Philip Schaefer

Get Happy

 

 

The days stick together like June

bugs to a garage door which means it’s easy

to forget how we became so bad.

I choose not to remember the moments of impact,

the weddings or campfires or teenager

who hung himself with garden hose

in the neighbor’s shed. Instead I collect

the invisible hours, the sleepless

shadows, the everything everyone else

forgets. There’s a way to tie red yarn

one foot above the floor of your broken

apartment and pretend it’s a security

system. Some weeks I don’t eat

yet I stand in aisle 23 all afternoon

staring at milk, feeling my body

temperature lower, the revolver inside

my head click one roulette closer.

Don’t get me wrong, this is what happy

looks like. Today I’ll find a church

and consider how many prayer licks

it takes to get to the middle of a soul.

I will dress like a baby giraffe

and walk around town passing out cotton

candy while singing Leroy Brown.

Give me a story you can break with pliers.

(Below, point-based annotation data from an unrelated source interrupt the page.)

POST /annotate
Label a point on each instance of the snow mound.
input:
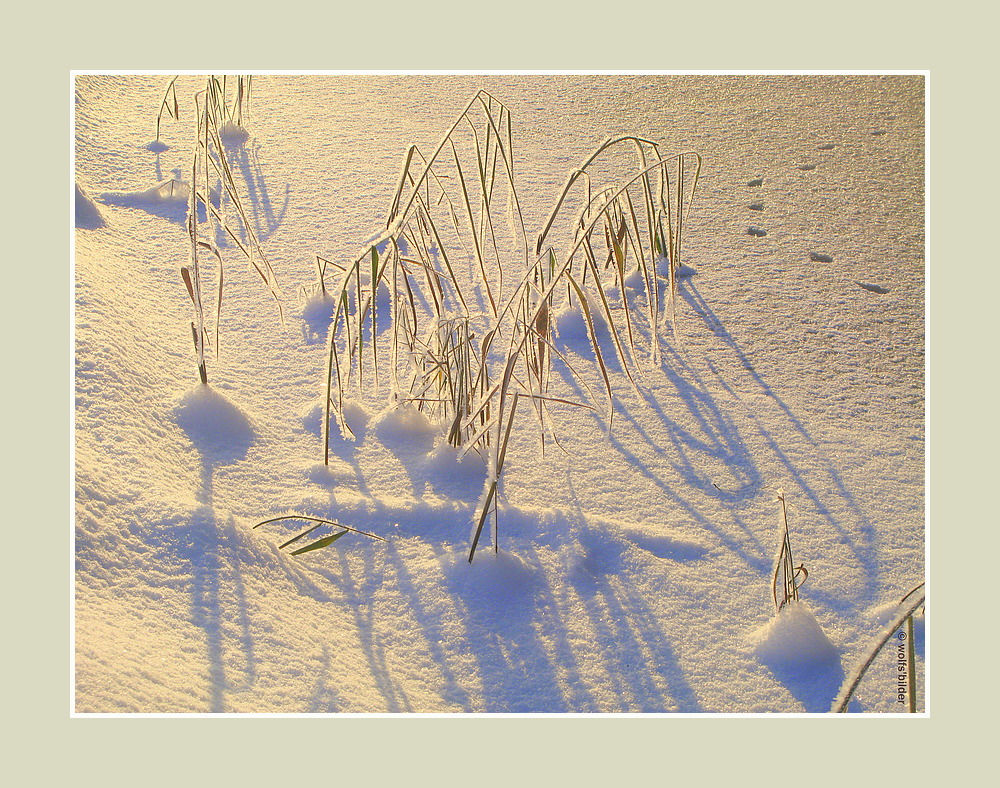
(406, 424)
(445, 461)
(233, 136)
(214, 424)
(88, 215)
(793, 637)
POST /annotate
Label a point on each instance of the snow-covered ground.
(634, 573)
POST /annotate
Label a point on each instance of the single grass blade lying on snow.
(443, 217)
(321, 521)
(909, 605)
(325, 541)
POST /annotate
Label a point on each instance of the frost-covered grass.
(636, 567)
(624, 221)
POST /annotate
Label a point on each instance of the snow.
(633, 573)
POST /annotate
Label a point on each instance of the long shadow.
(222, 435)
(262, 211)
(759, 559)
(637, 648)
(862, 552)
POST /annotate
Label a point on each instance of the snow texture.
(632, 567)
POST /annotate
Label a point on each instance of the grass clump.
(470, 353)
(215, 208)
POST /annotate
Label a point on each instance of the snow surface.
(633, 573)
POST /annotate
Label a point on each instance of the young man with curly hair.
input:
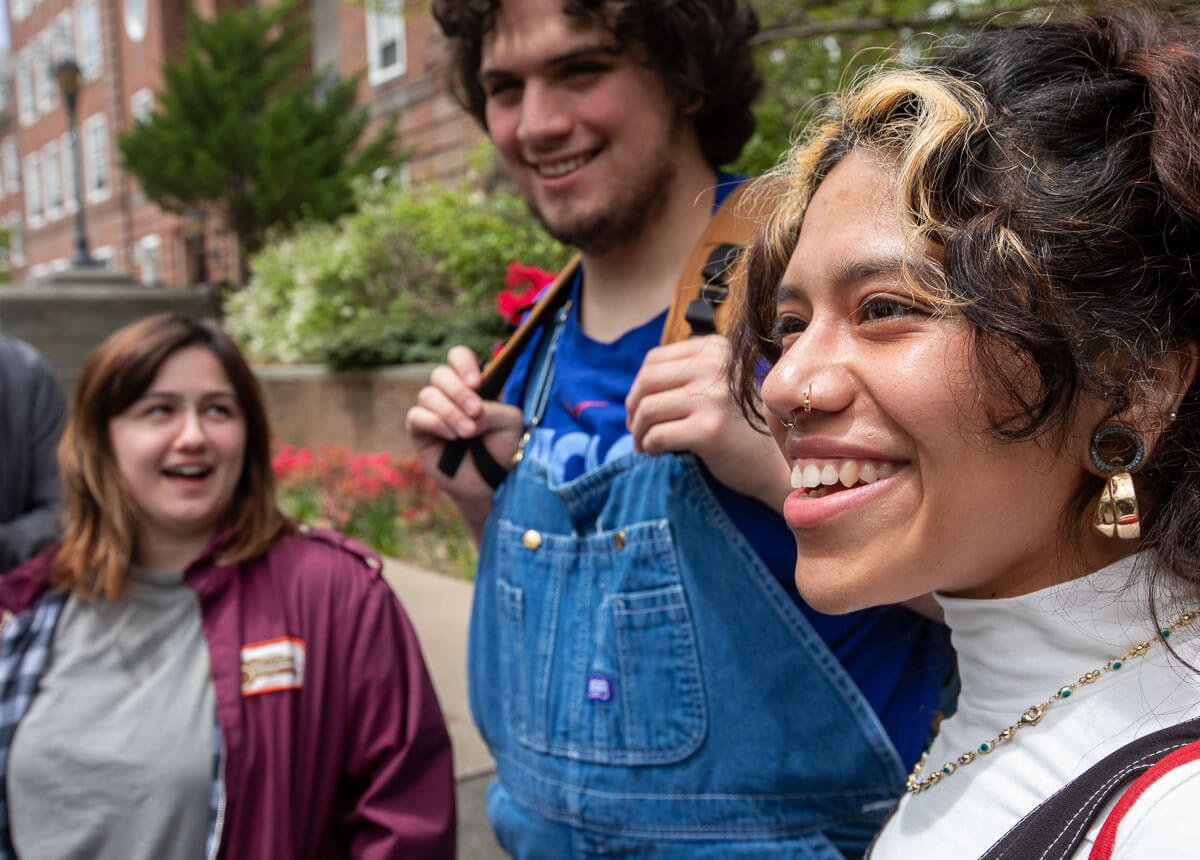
(640, 663)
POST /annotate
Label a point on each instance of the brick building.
(120, 47)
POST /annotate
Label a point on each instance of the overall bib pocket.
(599, 657)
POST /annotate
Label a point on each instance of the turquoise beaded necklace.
(1032, 715)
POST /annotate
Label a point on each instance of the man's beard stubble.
(622, 221)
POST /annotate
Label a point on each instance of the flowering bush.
(385, 501)
(411, 274)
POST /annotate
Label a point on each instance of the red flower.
(526, 283)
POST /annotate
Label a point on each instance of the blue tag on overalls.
(599, 689)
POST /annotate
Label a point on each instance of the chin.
(832, 593)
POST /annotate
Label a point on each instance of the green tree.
(243, 128)
(805, 49)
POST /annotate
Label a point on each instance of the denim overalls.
(646, 685)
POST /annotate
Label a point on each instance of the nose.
(191, 432)
(810, 377)
(544, 115)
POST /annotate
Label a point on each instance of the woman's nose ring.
(807, 408)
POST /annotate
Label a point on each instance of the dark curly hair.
(701, 48)
(1056, 168)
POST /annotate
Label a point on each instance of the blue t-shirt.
(899, 660)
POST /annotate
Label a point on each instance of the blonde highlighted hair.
(100, 517)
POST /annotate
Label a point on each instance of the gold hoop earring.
(1116, 512)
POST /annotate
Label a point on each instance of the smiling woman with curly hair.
(977, 304)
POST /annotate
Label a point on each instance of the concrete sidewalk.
(439, 607)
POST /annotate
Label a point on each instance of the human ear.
(1155, 404)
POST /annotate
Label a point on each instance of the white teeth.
(816, 475)
(563, 167)
(190, 470)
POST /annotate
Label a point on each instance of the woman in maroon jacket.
(187, 675)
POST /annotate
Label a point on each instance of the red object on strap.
(1103, 847)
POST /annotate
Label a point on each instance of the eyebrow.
(581, 53)
(175, 396)
(849, 274)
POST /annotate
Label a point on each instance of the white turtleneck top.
(1019, 651)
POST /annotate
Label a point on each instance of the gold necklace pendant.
(1032, 715)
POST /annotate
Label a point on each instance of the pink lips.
(802, 511)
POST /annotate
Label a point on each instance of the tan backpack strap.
(552, 298)
(497, 372)
(730, 228)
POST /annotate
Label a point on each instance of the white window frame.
(147, 248)
(52, 180)
(69, 190)
(33, 186)
(23, 73)
(385, 22)
(142, 104)
(10, 164)
(89, 35)
(61, 38)
(96, 155)
(45, 85)
(16, 241)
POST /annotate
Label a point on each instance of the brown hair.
(700, 48)
(1056, 169)
(100, 516)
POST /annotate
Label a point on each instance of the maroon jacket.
(334, 745)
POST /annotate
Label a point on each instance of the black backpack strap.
(1054, 830)
(715, 289)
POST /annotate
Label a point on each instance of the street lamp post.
(67, 74)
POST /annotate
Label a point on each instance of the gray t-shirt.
(114, 759)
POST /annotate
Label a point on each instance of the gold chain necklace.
(1032, 715)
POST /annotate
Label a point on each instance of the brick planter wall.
(310, 404)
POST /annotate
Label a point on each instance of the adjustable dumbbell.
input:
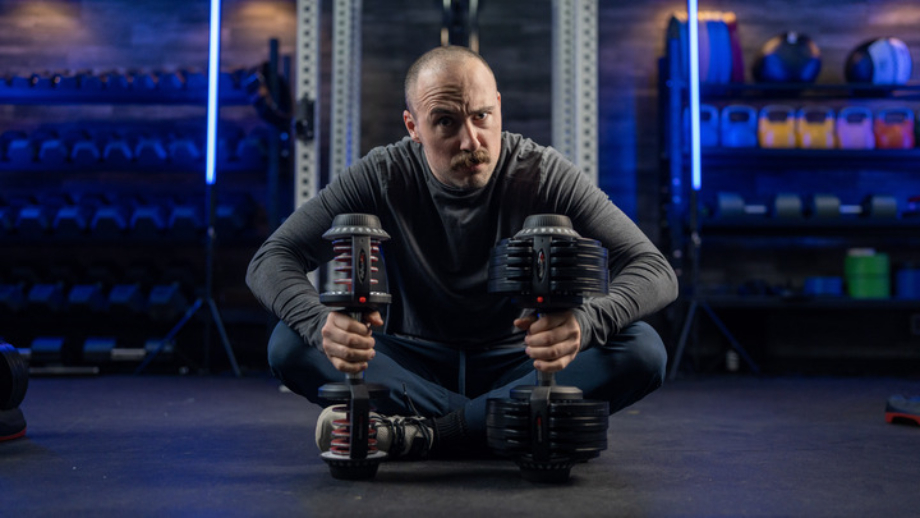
(103, 349)
(356, 242)
(547, 428)
(14, 381)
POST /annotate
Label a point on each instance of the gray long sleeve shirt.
(437, 257)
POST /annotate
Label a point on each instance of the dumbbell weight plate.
(14, 377)
(825, 206)
(787, 206)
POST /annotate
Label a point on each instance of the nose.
(469, 138)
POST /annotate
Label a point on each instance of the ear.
(410, 125)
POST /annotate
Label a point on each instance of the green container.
(868, 276)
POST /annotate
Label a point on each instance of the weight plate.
(14, 377)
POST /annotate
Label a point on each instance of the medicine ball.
(789, 57)
(879, 61)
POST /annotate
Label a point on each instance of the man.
(447, 194)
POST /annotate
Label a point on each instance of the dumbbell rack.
(783, 247)
(131, 208)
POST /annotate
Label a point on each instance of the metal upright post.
(345, 141)
(306, 92)
(575, 82)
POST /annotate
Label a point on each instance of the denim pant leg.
(304, 368)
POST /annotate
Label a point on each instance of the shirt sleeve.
(641, 281)
(277, 273)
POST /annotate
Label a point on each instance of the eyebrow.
(447, 111)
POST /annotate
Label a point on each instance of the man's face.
(457, 119)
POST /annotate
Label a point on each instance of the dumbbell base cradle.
(346, 468)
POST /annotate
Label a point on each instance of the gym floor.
(154, 445)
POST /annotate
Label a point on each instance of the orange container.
(894, 128)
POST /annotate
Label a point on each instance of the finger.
(373, 318)
(524, 322)
(347, 367)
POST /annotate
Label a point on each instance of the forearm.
(643, 287)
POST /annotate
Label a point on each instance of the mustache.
(468, 159)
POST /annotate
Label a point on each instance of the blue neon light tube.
(213, 77)
(693, 25)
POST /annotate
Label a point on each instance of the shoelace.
(398, 431)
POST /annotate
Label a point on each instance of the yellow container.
(814, 128)
(776, 127)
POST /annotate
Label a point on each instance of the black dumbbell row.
(118, 149)
(161, 302)
(165, 85)
(116, 217)
(61, 353)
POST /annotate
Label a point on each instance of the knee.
(641, 351)
(297, 364)
(284, 347)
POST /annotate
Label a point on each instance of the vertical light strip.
(213, 76)
(693, 25)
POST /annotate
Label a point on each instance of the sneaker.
(402, 438)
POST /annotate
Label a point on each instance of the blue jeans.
(440, 380)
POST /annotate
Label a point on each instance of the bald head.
(435, 60)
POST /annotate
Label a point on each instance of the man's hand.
(552, 340)
(347, 342)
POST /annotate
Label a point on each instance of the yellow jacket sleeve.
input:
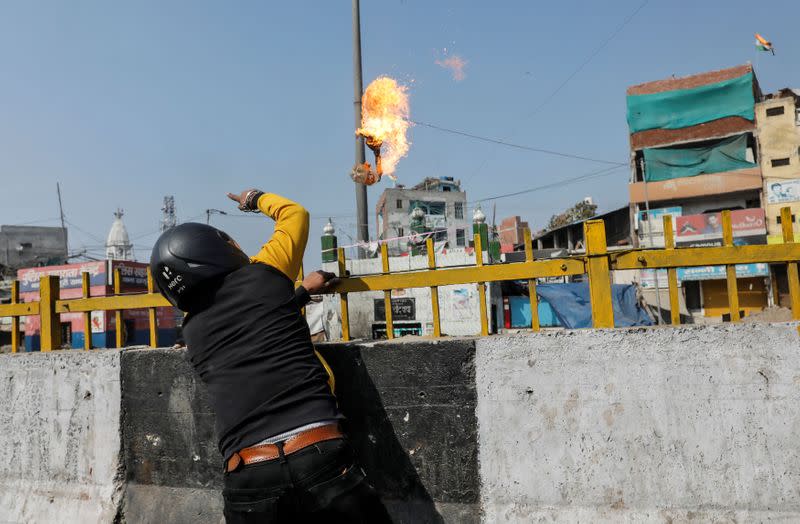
(284, 251)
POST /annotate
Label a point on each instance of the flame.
(384, 121)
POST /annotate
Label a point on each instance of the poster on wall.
(718, 272)
(783, 191)
(705, 230)
(69, 275)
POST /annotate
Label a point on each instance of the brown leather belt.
(264, 452)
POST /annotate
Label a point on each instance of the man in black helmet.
(285, 457)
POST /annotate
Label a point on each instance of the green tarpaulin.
(673, 162)
(688, 107)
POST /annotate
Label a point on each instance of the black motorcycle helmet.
(188, 257)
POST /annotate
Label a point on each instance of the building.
(444, 204)
(133, 277)
(778, 131)
(511, 233)
(694, 150)
(118, 244)
(23, 246)
(570, 236)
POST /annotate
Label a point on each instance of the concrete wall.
(647, 425)
(640, 425)
(411, 414)
(60, 437)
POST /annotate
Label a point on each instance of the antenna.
(494, 220)
(61, 212)
(168, 219)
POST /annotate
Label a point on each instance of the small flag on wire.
(762, 44)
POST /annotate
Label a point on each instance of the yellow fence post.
(118, 313)
(50, 327)
(481, 286)
(730, 269)
(87, 315)
(437, 325)
(343, 296)
(15, 320)
(791, 267)
(387, 295)
(672, 275)
(594, 232)
(532, 298)
(152, 313)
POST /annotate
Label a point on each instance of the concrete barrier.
(648, 425)
(641, 425)
(60, 437)
(410, 410)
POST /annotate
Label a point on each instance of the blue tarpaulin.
(572, 307)
(688, 107)
(666, 163)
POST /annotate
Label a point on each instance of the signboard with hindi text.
(705, 230)
(783, 191)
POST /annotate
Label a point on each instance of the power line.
(32, 222)
(594, 174)
(98, 239)
(580, 67)
(588, 59)
(515, 146)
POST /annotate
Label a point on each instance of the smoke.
(456, 65)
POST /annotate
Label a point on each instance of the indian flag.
(762, 44)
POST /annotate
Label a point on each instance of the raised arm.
(284, 251)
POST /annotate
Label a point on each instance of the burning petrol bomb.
(384, 125)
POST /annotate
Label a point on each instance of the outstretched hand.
(319, 282)
(241, 198)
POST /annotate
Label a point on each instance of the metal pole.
(650, 235)
(61, 212)
(362, 225)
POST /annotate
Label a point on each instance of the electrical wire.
(515, 146)
(588, 59)
(594, 174)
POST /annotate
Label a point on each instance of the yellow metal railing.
(597, 264)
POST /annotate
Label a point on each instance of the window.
(775, 111)
(460, 239)
(692, 290)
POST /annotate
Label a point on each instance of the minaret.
(118, 245)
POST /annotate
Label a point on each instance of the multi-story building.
(22, 246)
(444, 204)
(511, 233)
(694, 152)
(778, 132)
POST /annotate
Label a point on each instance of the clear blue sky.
(126, 103)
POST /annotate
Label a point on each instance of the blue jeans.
(320, 483)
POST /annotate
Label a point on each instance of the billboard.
(69, 275)
(782, 191)
(705, 230)
(718, 272)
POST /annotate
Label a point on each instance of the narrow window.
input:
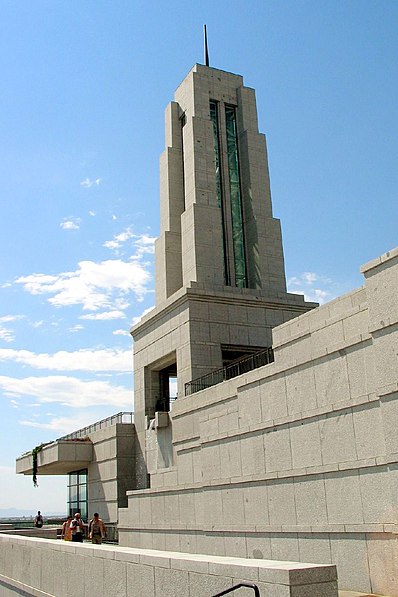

A warm meal to toss in the air. They say

the older we get the more we start to look

like the pet animals clawing within us.

When I take off my suit, my skin, and jump

completely out of myself, I am an hourglass

made of salt. Grab a hammer. Make me happy.

biography

PHILIP SCHAEFER’s debut collection of poems Bad Summon (University of Utah Press, 2017) won the Agha Shahid Ali Poetry Prize, and he’s the author of three chapbooks, two co-written with friend and poet Jeff Whitney. He won the 2016 Meridian Editor’s Prize in poetry and has work out or due out in Kenyon Review, Prairie Schooner, Thrush Poetry Journal, Guernica, The Cincinnati Review, Salt Hill, Bat City Review, The Adroit Journal, Baltimore Review, diode, and Passages North among others. He tends bar in Missoula, MT.